Closed guenter closed 8 years ago
There is a patch in flight that makes the timeout configurable: https://reviews.apache.org/r/25434/
Signals and few seconds are not easy to manage. For TCP based services, there may not be a better option but I don't know how this would work for docker tasks. For HTTP services, my suggestion would be to add an option, just like the health check, to leverage a shutdown URI. That way the application can take the necessary time to drain and possibly stop responding to health checks.
I linked a ticket from the bamboo haproxy project.

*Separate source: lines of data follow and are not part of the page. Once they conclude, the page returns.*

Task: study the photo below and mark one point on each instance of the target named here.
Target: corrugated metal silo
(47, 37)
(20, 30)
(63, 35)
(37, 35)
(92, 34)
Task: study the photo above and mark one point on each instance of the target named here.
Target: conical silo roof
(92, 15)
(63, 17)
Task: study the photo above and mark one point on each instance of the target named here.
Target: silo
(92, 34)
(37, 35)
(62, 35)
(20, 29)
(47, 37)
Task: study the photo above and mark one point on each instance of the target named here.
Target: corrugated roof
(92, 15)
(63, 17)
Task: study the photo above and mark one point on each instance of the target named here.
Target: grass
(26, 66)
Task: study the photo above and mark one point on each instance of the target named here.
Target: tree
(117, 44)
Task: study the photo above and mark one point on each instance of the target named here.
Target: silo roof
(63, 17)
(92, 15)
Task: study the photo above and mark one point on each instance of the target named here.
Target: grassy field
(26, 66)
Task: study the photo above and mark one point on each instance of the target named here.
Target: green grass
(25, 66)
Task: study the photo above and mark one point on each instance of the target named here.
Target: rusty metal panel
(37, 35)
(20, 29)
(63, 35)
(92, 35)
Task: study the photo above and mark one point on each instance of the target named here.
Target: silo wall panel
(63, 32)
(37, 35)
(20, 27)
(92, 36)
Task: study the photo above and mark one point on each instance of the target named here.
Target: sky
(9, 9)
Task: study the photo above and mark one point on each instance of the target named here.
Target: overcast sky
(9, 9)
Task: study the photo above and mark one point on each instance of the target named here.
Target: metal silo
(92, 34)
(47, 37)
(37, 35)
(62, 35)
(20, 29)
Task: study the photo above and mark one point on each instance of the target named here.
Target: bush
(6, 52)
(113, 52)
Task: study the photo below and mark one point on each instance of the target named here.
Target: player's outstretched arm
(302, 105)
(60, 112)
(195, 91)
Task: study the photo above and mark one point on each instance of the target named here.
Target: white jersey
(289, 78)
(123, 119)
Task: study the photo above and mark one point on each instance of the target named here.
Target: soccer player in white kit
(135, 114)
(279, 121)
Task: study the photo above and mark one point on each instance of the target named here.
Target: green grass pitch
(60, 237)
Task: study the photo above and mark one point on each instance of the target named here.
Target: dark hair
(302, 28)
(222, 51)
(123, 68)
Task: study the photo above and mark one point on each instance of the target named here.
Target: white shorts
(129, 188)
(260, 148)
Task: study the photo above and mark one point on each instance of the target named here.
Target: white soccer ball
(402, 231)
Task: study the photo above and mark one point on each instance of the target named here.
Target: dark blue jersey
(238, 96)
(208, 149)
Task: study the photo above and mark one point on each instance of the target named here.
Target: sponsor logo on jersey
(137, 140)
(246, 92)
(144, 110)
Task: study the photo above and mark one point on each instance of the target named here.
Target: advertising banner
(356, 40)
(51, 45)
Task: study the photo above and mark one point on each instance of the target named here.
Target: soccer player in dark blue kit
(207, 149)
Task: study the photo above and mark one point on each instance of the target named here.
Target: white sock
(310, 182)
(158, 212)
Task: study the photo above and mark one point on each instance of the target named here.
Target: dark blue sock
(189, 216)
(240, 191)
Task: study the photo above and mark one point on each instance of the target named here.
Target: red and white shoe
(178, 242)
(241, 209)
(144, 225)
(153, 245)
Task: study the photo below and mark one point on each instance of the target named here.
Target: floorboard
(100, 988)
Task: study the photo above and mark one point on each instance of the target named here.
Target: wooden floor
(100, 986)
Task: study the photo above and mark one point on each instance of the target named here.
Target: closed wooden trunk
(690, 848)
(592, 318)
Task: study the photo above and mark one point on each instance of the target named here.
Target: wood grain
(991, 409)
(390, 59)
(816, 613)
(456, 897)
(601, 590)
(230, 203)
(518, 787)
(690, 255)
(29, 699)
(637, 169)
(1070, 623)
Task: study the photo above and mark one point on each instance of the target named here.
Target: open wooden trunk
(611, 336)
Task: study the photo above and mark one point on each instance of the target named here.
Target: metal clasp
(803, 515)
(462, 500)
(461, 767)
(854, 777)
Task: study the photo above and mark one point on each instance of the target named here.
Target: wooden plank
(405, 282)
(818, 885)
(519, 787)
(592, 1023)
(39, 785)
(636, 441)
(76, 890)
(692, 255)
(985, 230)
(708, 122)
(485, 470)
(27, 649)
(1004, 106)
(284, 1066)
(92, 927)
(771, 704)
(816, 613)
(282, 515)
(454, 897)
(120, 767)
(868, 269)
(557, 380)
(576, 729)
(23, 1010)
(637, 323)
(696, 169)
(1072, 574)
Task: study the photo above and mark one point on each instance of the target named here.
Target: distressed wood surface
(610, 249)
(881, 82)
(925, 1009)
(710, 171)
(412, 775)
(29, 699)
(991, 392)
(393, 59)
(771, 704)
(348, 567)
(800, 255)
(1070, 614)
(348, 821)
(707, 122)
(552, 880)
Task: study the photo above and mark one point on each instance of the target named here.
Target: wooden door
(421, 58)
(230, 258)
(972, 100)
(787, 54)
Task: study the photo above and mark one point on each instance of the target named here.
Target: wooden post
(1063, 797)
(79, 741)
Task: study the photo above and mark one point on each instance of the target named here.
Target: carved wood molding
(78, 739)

It looks like we probably also need some kind of "draining" state of a task with corresponding status events, in order to make bamboo and similar projects behave well on shutdown of tasks.
@sttts that's a nice clean way to handle it.
It would be cool if there will be configurable pre-killing task like: reach instance:port/kill URL before killing - so we can implement better logic in instance application (for example we will mark self health checks as unhealthy -> it would get out from HAproxy) and of course this configurable timeout will be also needed.
Apps that are super-fast to deploy (like golang apps in docker containers on top of busybox image that are already downloaded) can result in state when all old tasks are killed, but no new tasks are present in service discovery because update didn't happen yet.
I think we could ease transition to mesos/marathon with some timeout for tasks when they are not exposed in marathon api for service discovery, but still running.
Hiding from api or marking as unhealthy before killing with configurable timeout would improve things a lot for apps with connect-request-response-disconnect apps (think php).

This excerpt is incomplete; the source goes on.